Browser Explore / Basic

17 minutes read (About 2600 words)

V8 Iginition Interpreter && IC

Intro: Analysis of Ignition && IC

Overall Design

Ignition 本身由一组 Bytecode Handler (CSA 形式的 Code Stub )组成，每个 Bytecode Handler 处理一个特定的 Bytecode ，并调用下一个 Bytecode Handler。这些 CodeStub 是用一种高级的类汇编结构( 便于保持平台无关性 )编写的，由 CodeStubAssembler 类实现，最终由 Turbofan 编译。

因此，这种高级的 Codestub 只需要编写一次就够了，为了实现特定平台的编译只需要使用 TurboFan 为每个架构生成机器指令即可。在 Ignition 准备完毕后，每个 V8 的 isolate 中都包含一个全局的 interpreter dispatch table，其中存储了指向所有 Bytecode Handler 的指针，并且该指针由 Bytecode Value 索引。

在一个函数经由 Igntion 解释执行之前，我们需要先得到对应的 Bytecode。Bytecode 的生成任务交给了编译器开始的时候运行的没有一点优化措施的 BytecodeGenerator 。这个部分的实现和一般的编译器差不多，生成 Bytecode 主要是靠一个 AstVisitor 遍历函数的 AST，为每个 AST 节点进行 codegen 得到 bytecode。然后，生成的字节码将会存储在对应函数的 SharedFunctionInfo 上，并且函数的入口地址将被设置为 InterpreterEntryTrampoline 地址，这里的 InterpreterEntryTrampoline 同样是一个 builtin Stub。当然，在这一步之前 Ignition 中的大量 Bytecode Handler 就已经被 turbofan 编译完成了。

由于已经设置了入口，因此当 Runtime 调用一个函数的时候会首先调用到 InterpreterEntryTrampoline。该 Stub 做了一些函数解释运行的初始化工作，比如设立函数栈帧，并且会根据 SharedFunctionInfo 中 BytecodeArray 中的字节码调用 interpreter dispatch table 中对应的 BytecodeHandler。之后通过自动机形式的执行流程来针对每一个 Bytecode 进行解释执行。

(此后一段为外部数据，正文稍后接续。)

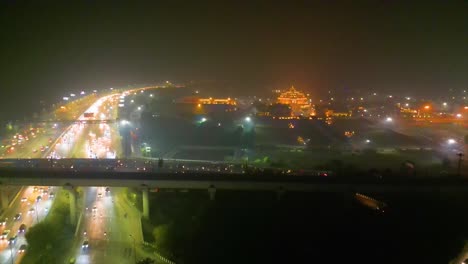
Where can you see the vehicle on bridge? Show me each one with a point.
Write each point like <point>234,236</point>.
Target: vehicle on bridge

Ignition 是一个基于寄存器形式的解释器。这里的寄存器并非 CPU 上的寄存器，而是为了实现 VM 的基本功能而模拟出来的寄存器，并嵌入 Bytecode 的设计模式中。需要额外说明的是，Ignition 维护了一个隐式寄存器 accumulator，也叫做累加器，其设计目的是为了字节码的轻量化，但无疑增添了设计难度。

Generation of Bytecode Handlers

每一个 Bytecode Handler 都是由 Turbofan 独立生成且作为 code object 存在。而且这些 Handler 的源码均通过 InterpreterAssembler 类( CSA 子类，封装了一些 Ignition 需要用的高级原语 )写成了 Turbofan graph 的形式。例如：

void Interpreter::DoLdar(InterpreterAssembler* assembler) {
  Node* reg_index = __ BytecodeOperandReg(0);
  Node* value = __ LoadRegister(reg_index);
  __ SetAccumulator(value);
  __ Dispatch();
}

值得一提的是，由于这种自动机模式的执行特点，因此在 Handler 的 dispatch 过程中需要保存一些全局变量，例如 bytecode 的 index 信息。为了传递这些信息，他们被设计为存储在固定的寄存器内。

在对应每个 BytecodeHandler 的graph被生成后，他们将会进入 turbofan 的简化版 pipeline。最后分派给 interpreter table 中对应的表项。

Bytecode Generation

让我们回到第一步：如何得到一个函数的 Bytecode？

得到 Bytecode 的常用做法就是遍历 ast，并对每一个 Ast node 进行 codegen。具体来说:

BytecodeGenerator 遍历 ast node
BytecodeGenerator 使用 BytecodeArrayBuilder 来具体生成格式良好的 BytecodeArray

Interpreter Code Execution

由于 Interpreter 是一个基于寄存器的解释器。Ignition的入口点是函数的InterpreterEntryTrampoline , 该 builtin stub 会开辟适当的堆栈帧，并加载预留的机器寄存器(例如，BytecodeArray 指针、interpreter dispatch table 指针)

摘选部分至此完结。